One way of implementing this requirement is to establish multiple artifact repositories, and promote artifacts through those repositories as they successfully pass different pipeline stages. As an artifact enters a new repository it becomes accessible to later stages of the pipeline and inaccessible to earlier stages.
For example, consider an organisation with a single QA environment and multiple repositories used to house in-progress artifacts. When an artifact is committed and undergoes automated testing it resides within the development repository.
When that artifact passes automated testing it is signed off for QA, which will trigger a move of that artifact from the development repository to the QA repository. It now becomes available for release into the QA environment.
When that artifact is pulled into the QA environment and successfully passes exploratory testing it is signed off for production by a tester. The artifact will be moved from the QA repository to the production repository, enabling a production release at a later date.
A variant of this strategy is for multiple artifact repositories to be managed by a single repository manager, such as Artifactory or Nexus.
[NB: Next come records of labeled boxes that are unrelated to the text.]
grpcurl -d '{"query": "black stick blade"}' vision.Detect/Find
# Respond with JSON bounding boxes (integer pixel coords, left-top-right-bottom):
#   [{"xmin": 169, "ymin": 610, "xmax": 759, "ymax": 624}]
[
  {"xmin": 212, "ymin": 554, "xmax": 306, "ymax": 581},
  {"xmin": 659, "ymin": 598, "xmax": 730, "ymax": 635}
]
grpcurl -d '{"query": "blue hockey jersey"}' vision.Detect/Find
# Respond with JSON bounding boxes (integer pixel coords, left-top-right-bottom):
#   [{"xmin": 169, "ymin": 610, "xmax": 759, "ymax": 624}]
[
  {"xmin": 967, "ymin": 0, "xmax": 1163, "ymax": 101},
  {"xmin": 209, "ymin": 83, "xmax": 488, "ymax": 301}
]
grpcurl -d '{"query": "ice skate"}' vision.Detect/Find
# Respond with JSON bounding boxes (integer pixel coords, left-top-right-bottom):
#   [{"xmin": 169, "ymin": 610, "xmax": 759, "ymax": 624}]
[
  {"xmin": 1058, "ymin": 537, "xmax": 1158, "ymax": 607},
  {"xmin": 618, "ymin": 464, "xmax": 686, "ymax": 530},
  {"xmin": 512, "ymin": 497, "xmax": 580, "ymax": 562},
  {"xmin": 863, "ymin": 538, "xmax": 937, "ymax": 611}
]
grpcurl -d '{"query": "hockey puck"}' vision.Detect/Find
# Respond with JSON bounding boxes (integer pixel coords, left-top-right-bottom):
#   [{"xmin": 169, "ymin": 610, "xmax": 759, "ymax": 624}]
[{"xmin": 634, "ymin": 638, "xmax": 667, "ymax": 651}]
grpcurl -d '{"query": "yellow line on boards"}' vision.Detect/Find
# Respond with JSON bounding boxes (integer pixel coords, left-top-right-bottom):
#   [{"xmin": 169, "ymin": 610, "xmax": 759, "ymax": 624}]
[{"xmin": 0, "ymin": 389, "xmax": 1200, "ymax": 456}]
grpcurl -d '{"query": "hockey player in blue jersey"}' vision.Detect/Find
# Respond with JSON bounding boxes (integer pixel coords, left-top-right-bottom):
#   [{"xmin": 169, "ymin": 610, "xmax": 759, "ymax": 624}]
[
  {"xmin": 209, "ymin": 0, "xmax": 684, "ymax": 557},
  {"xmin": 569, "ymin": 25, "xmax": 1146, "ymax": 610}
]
This strategy fulfils the basic need of restricting which artifacts can be pulled into pre-production and production environments, but its reliance upon repository tooling to represent artifact status introduces a number of problems:
- Reduced feedback – an unknown artifact can only be reported as not found, yet it could be an invalid version, an artifact in an earlier stage, or a failed artifact
- Orchestrator complexity – the pipeline runner has to manage multiple repositories, knowing which repository to use for which environment
- Inflexible architecture – if an environment is added to or removed from the value stream the toolchain will have to change
- Lack of metrics – pipeline activity data is limited to vendor-specific repository data, making it difficult to track wait times and cycle times
A more flexible approach better aligned with Continuous Delivery is to establish artifact status as a first-class concept in the pipeline and introduce per-binary metadata support.
When a single repository is used, all artifacts reside in the same location alongside their versioned metadata, which provides a definitive record of artifact activity throughout the pipeline. This means unknown artifacts can easily be identified, the complexity of the pipeline orchestrator can be reduced, and any value stream design can be supported over time with no changes to the repository itself.
Furthermore, as the collection of artifact metadata stored in the repository indicates which artifact passed/failed which environment at any given point in time, it becomes trivial to pipeline dashboards that can display pending releases, application cycle times, and where delays are occurring in the value stream. This is a crucial enabler of organisational change for Continuous Delivery, as it indicates where bottlenecks are occurring in the value stream – likely between people working in separate teams in separate silos.